25 de março. Feriado em Fortaleza. Faz sentido?

Hoje é feriado em Fortaleza por causa da abolição da escravatura no Ceará. Sinceramente, não entendo certas coisas. Escravidão no Ceará? Não sei, o que isso impacta hoje? Para que esse feriado? Outra. Será mesmo que a escravidão foi abolida? Acho que não. Ela está presente, de forma explicita, em algumas regiões do país pelo trabalho escravo.
Segundo o dicionario Aurélio, a palavra ESCRAVO significa que ou quem está sob o poder absoluto de um senhor que o aprisionou ou o comprou. Que ou quem está na dependência de outro. Que ou quem é presa de um sentimento, de um princípio: escravo do dever. No sentido figurativo: Ser escravo da sua palavra, mantê-la escrupulosamente.
Portanto, temos também uma visão implícita ou subliminar de escravidão quando o governo, por exemplo, subtrai informações valiosas da realidade do País, mantendo a população na ignorância e na escuridão. Isso não é escravizar? Quando uma rede de rádio ou TV, uma revista ou jornal seleciona o que é de seu interesse comunicar, em muitas ocasiões, manipulando fatos em detrimento da verdade, da ética e da moral, não está escravizando? Quando pessoas "vendem a alma" para ter o último modelo de carro ou telefone celular?
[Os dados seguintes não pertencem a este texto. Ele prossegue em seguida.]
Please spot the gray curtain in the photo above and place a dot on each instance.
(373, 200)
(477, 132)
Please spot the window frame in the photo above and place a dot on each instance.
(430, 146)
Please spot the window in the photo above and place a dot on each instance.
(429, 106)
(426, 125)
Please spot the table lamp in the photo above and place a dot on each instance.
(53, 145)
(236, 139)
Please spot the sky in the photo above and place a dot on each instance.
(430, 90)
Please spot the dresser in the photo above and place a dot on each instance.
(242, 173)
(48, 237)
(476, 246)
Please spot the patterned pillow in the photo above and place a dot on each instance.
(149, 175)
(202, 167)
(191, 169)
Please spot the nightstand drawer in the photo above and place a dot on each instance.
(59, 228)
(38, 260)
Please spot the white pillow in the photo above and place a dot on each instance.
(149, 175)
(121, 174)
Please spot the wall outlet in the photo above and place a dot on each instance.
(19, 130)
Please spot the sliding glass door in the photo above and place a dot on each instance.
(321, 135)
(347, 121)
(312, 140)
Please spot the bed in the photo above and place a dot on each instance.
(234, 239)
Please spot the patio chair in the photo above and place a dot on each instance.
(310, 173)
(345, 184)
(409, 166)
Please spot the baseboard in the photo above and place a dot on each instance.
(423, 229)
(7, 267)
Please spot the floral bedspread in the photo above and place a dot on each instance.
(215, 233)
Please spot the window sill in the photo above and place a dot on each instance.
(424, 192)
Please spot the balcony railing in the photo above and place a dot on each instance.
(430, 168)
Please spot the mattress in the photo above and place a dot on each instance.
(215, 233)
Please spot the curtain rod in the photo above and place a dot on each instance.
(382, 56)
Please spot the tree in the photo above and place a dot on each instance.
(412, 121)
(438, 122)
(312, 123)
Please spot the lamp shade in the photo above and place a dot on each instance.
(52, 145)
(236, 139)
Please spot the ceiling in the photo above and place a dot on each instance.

Comportamento esse estimulado pelas sábias "estratégias de mkt" das empresas. De se sentirem alijadas do meio social por não terem a oportunidade de um ensino decente e uma escolaridade condizente com os seus sonhos mais autênticos? Ou de se tornar prisioneiro de redes sociais?
Talvez devêssemos mesmo comemorar a escravidão. Talvez sejamos mesmo escravos de uma realidade construída em "laboratórios" ou "porões" dos poderes midiáticos, políticos ou de qualquer espécie que venha a subjugar a capacidade de escolha do ser humano. Lembrei do filme Matrix, lembrei do Livro de Orson Wells - 1884 - e devemos lembrar de continuar mantendo o senso de realidade e coerência. Para não se deixar levar pela normose viral que a maioria das pessoas estão tomadas. Todos querem ser diferentes, porém iguais. Para viverem como iguais, comerem como iguais, vestirem como iguais, espelharem modelos de vida construídos num mundo que parece estar próximo, muito próximo, mas distante. Somos escravos de uma realidade produzida. Somos escravos do nada.